Rune stays quiet for a bit. He is tentative when he asks, "And your mother?"

I shrug. "Never in the picture. My dad said she loved me, but she couldn't stay with me. I don't even know who she is. It's like she dumped me on my dad and never looked back. She didn't care enough to."

It's been so long, it's crazy how bad things still hurt. How my heart aches when I talk about it. Everyone expects you to move on because years have passed, but how could a kid who lost everything ever really get over it? Some things stay with you. Grief, distrust, hatred for the world and jealousy for all the kids who had normal families.

"That is…" It sounds as though Rune doesn't know what to say, like he's being overly delicate with me, and I don't like it. "…quite unfortunate. I'm sorry, Rey."

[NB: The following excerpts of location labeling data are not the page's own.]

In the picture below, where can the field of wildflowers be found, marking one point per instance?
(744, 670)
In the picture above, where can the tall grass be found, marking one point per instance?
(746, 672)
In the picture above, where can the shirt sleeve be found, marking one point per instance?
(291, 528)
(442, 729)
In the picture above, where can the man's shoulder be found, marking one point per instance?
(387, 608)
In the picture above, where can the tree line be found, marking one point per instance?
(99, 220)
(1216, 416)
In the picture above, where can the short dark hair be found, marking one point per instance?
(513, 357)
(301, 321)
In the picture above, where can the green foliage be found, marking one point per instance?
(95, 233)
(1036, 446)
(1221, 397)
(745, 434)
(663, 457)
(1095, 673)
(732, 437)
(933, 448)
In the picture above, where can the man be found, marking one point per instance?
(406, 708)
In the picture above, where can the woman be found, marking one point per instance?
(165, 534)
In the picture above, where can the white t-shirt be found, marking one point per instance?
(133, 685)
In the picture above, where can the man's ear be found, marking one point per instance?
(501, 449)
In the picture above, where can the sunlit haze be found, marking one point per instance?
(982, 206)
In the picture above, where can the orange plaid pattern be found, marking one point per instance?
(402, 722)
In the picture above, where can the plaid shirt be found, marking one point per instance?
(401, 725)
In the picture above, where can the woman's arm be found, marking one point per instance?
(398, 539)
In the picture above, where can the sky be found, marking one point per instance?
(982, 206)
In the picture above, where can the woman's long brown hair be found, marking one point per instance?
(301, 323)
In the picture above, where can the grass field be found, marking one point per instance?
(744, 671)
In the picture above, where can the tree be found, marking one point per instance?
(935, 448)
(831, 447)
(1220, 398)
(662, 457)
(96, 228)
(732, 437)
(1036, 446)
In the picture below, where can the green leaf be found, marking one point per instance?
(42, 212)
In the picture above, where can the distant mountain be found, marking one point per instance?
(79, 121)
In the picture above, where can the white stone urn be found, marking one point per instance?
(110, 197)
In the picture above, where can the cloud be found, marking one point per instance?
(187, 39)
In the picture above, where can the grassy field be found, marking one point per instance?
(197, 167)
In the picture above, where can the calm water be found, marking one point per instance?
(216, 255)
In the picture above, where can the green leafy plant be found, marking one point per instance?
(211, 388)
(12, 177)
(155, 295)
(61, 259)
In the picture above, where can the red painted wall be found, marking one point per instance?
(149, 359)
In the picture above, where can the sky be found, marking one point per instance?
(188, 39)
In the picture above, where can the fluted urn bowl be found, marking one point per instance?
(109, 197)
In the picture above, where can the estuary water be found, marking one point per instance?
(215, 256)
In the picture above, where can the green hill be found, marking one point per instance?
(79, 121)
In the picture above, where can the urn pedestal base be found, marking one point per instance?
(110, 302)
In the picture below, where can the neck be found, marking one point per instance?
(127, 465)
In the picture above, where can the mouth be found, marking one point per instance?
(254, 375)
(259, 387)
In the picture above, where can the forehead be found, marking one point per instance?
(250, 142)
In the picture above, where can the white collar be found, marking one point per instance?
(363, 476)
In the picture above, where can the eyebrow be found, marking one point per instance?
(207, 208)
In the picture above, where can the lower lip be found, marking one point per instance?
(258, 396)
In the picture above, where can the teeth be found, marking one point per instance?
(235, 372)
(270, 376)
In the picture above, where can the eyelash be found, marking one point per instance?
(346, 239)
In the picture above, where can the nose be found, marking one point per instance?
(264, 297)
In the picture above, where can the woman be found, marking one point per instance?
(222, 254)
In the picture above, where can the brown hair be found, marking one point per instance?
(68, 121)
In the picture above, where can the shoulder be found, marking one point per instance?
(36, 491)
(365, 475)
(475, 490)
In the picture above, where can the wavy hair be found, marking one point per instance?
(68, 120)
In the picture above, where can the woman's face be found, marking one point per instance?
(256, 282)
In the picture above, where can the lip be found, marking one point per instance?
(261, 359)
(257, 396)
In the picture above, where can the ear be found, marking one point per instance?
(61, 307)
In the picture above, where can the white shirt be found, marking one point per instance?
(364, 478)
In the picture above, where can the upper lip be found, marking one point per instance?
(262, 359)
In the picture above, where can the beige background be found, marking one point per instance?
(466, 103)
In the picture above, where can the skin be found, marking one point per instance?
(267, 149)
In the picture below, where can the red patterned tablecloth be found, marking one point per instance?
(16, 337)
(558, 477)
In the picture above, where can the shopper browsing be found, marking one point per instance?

I push away from the wall and turn away from the beautiful nighttime view as I wander inside the tower and collapse on the nearest bed. "It's okay," I whisper back. "I've had years to deal with it."

The tattoo on my wrist glows, illuminating the room in a dull yellowish white, like a dim bulb. "I know I mentioned it before, but perhaps it really would do you good to stay here in Laconia. You can survive the shadowstorms. You might be the only one who can save these people. They need you, even if they don't want to admit it."

The last time he mentioned my life at home not being much to go back to, I told him it was my life. That, at least, it was mine.

I don't say that this time, though. I ask, "Why should I care? Do I feel sorry for them? Sure. But my world has problems too, and I don't see any of them leaping to help out. Just because I can do things they can't doesn't mean I have to be their hero. Their problems aren't mine."

"You're right, of course. Their problems aren't yours. Still, perhaps helping them would help you, in turn. You can save what's left of Laconia. You can probably take down their empresses, if you try hard enough. Rey, you could wipe the slate clean for these people—"

"Why should I? They locked me up and called me a demon."

"And they also helped you escape."

"And then promptly asked for my help," I remind him. "I'm only doing this because Frederick might be able to help with the portals. I'm not doing this out of the kindness of my heart. I want to go home."

Rune is smart enough not to say anything after that, and I roll onto my side and close my eyes. Sleep takes its good old time in coming, and once it arrives it's a sheer black embrace welcoming me in its arms.

I dream of nothing. I dream of the void, a pitch-blackness that envelops me and tries to devour me. I'm so homesick, so lost, that I almost let it.